Pour comprendre ce tableau, il faut se tourner vers Shakespeare et en particulier sa pièce Hamlet. En résumé, Hamlet, fils du roi de Danemark, est chargé par le spectre de son père de venger son assassinat (organisé par Claudius, oncle d’Hamlet et propre frère du roi défunt). Et Ophelia dans l’histoire ? Alors qu’elle est amoureuse de lui, Hamlet la rejette et après l’assassinat de son père, Polonius, par l’homme qu’elle aime (sur un malentendu), elle sombre dans la folie. Son destin s’achève de façon tragique par sa noyade dans une rivière. C'’est justement ce que choisit de représenter Millais dans son tableau.
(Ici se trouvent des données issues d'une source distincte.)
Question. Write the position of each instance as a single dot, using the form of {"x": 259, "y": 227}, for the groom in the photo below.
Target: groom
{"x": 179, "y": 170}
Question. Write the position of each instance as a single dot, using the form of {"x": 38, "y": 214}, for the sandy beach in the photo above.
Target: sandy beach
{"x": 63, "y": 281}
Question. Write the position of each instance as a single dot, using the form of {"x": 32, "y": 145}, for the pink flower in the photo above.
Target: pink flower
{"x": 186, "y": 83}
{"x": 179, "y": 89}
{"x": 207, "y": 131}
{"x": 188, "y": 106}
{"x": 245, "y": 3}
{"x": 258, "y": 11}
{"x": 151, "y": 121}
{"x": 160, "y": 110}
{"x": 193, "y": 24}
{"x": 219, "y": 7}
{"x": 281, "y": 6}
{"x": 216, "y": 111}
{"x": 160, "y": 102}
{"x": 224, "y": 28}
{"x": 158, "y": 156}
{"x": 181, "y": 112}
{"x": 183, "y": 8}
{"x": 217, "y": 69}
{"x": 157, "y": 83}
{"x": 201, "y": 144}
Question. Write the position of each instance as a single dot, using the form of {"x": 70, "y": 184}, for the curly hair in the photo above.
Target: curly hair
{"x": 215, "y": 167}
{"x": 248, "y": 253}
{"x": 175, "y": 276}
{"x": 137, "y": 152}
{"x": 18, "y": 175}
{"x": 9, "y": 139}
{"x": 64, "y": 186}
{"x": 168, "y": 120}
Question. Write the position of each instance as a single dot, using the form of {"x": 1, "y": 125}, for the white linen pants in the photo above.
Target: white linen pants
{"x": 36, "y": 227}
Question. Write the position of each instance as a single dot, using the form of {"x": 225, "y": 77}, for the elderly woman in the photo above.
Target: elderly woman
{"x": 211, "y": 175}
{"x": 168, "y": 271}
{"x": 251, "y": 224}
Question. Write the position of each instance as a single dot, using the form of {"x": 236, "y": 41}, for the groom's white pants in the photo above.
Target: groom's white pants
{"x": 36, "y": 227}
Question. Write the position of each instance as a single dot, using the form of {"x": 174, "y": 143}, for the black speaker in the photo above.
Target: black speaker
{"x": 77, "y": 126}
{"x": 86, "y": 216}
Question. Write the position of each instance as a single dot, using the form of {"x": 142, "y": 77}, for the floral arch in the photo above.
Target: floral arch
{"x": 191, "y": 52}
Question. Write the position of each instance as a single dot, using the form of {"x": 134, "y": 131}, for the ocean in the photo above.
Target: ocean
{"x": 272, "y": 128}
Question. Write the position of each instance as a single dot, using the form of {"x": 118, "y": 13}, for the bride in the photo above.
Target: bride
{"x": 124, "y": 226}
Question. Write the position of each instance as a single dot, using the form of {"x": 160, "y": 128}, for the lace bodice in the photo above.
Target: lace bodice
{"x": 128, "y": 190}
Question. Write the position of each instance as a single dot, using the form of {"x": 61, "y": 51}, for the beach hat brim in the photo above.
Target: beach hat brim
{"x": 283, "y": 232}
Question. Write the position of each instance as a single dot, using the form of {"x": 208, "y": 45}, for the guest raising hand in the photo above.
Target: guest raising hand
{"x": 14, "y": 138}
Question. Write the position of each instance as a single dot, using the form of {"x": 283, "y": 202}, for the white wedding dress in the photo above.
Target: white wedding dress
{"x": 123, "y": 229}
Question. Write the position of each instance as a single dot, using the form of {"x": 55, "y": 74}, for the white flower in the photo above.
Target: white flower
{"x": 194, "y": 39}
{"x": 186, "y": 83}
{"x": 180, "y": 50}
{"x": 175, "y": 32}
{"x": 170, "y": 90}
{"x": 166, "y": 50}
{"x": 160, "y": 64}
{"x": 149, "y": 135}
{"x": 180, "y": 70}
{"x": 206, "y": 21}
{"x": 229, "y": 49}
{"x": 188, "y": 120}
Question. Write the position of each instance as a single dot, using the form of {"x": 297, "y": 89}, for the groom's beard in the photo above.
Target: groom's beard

Ce moment correspond à l’acte IV, scène 7, où la reine annonce à Laerte, frère d’Ophelia, que sa soeur s’est noyée. Lorsqu’il cherche sa soeur, la reine lui répond en ces termes : “Il y a en travers d’un ruisseau un saule qui mire ses feuilles grises dans la glace du courant. C’est là qu’elle est venue, portant de fantasques guirlandes de renoncules, d’orties, de marguerites et de ces longues fleurs pourpres que les bergers licencieux nomment d’un nom plus grossier, mais que nos froides vierges appellent doigts d’hommes morts. Là, tandis qu’elle grimpait pour suspendre sa sauvage couronne aux rameaux inclinés, une branche envieuse s’est cassée, et tous ses trophées champêtres sont, comme elle, tombés dans le ruisseau en pleurs. Ses vêtements se sont étalés et l’ont soutenue un moment, nouvelle sirène, pendant qu’elle chantait des bribes de vieilles chansons, comme insensible à sa propre détresse, ou comme une créature naturellement formée pour cet élément. Mais cela n’a pu durer longtemps: ses vêtements, alourdis par ce qu’ils avaient bu, ont entraîné la pauvre malheureuse de son chant mélodieux à une mort fangeuse”.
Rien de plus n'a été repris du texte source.